A ce stade du projet « Being 20 in… », ce qui réjouit nos deux formateurs, c’est que l’atelier séduit en dehors des workshops organisés dans le cadre des échanges internationaux. Ce succès est notamment lié à l’intervention de Renato Meza, qui enseigne la photographie à l’USIL et qui encourage les étudiants qui n’ont pas forcément participé à cet atelier à alimenter le compte Instagram du projet, dès lors que leur démarche photographique s’inscrit dans la thématique « avoir 20 ans à Lima ». Le compte continue donc à vivre en l’absence de nos enseignants. « Mon rêve, c’est que des chercheurs s’intéressent aux grandes questions transversales qui pourraient apparaître à travers des collections de stories » confie Thierry Maroit à l’issue de l’interview.
Ce qui est certain pour l’instant, c’est que Renato Meza viendra à son tour en Belgique pour animer un atelier avec nos étudiants en Master 1 PI en mars prochain, encadré par Pauline Beugnies, ancienne étudiante à l’IHECS et aujourd’hui photojournaliste reconnue.
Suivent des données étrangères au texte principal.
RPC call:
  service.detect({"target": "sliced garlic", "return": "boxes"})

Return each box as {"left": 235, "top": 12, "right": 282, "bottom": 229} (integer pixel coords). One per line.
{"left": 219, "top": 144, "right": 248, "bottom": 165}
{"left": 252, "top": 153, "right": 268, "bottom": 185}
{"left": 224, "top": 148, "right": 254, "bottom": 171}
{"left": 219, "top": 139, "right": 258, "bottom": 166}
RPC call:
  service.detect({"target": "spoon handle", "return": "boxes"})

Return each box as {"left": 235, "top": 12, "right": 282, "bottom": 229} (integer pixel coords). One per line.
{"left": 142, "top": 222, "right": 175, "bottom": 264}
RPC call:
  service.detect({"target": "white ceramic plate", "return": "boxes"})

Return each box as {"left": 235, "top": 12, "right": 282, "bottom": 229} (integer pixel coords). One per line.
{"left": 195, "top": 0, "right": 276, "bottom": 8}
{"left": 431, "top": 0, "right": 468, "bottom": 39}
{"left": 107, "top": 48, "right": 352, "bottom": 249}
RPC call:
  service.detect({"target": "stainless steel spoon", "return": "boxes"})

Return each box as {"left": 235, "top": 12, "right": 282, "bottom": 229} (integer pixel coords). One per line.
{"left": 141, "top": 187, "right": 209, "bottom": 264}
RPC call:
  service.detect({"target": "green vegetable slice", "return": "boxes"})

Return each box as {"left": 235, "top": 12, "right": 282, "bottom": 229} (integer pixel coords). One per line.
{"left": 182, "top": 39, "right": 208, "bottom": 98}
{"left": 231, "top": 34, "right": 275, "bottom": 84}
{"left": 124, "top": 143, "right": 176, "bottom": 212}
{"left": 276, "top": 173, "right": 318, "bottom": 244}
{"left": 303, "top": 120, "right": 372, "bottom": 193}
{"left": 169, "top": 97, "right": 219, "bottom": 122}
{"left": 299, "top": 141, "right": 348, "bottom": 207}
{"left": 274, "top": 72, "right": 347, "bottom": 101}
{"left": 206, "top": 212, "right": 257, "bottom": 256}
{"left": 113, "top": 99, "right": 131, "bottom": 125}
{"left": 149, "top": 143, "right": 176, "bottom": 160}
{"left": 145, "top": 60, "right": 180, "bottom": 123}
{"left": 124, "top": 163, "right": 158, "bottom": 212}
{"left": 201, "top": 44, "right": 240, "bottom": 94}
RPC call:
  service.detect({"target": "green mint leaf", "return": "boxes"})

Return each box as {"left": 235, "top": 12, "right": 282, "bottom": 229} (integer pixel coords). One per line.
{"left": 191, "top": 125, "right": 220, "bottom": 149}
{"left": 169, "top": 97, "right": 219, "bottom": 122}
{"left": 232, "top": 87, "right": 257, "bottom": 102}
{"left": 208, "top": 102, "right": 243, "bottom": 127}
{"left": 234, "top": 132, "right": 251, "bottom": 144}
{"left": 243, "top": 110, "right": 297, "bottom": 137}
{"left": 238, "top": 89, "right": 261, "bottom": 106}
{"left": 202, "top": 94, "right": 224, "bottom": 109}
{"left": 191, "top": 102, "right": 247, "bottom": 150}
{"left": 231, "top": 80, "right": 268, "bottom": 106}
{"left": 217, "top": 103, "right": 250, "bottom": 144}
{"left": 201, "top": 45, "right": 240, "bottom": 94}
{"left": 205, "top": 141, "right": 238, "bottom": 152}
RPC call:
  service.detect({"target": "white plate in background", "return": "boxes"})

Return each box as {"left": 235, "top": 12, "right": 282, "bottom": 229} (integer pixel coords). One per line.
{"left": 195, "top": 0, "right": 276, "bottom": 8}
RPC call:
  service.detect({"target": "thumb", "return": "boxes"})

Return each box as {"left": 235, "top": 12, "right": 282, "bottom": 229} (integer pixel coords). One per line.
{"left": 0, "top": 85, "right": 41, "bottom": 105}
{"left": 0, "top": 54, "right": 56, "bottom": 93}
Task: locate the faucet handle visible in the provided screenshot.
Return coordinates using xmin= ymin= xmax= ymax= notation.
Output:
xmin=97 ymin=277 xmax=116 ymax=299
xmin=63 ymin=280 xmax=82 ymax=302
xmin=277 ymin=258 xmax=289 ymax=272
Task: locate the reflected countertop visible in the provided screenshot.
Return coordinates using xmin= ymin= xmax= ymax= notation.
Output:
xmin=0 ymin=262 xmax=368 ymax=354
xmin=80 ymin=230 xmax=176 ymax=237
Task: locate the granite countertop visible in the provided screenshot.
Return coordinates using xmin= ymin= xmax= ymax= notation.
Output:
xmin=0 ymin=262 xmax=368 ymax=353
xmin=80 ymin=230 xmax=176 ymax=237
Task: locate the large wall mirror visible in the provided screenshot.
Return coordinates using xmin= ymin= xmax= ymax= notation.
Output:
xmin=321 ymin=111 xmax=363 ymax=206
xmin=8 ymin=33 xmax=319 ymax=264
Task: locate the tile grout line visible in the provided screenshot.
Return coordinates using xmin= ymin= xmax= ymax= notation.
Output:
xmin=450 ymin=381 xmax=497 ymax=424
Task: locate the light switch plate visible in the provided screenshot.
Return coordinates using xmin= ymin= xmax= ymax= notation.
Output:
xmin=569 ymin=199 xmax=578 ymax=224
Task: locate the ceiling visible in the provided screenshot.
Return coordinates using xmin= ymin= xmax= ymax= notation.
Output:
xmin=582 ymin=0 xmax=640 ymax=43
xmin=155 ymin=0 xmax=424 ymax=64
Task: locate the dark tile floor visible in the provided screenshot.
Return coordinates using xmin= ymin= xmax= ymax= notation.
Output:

Un atelier qui permettra d’enrichir encore le compte Instagram et nous faire découvrir l’univers de la jeunesse dans ce qu’elle a de plus sombre et/ou de plus merveilleux*.
*Les travaux des étudiants de Université d’Etat Lomonosov devraient bientôt rejoindre la collection de photos sur le compte Instagram.
Ce projet a été financé par le volet Dimension internationale du programme Erasmus +.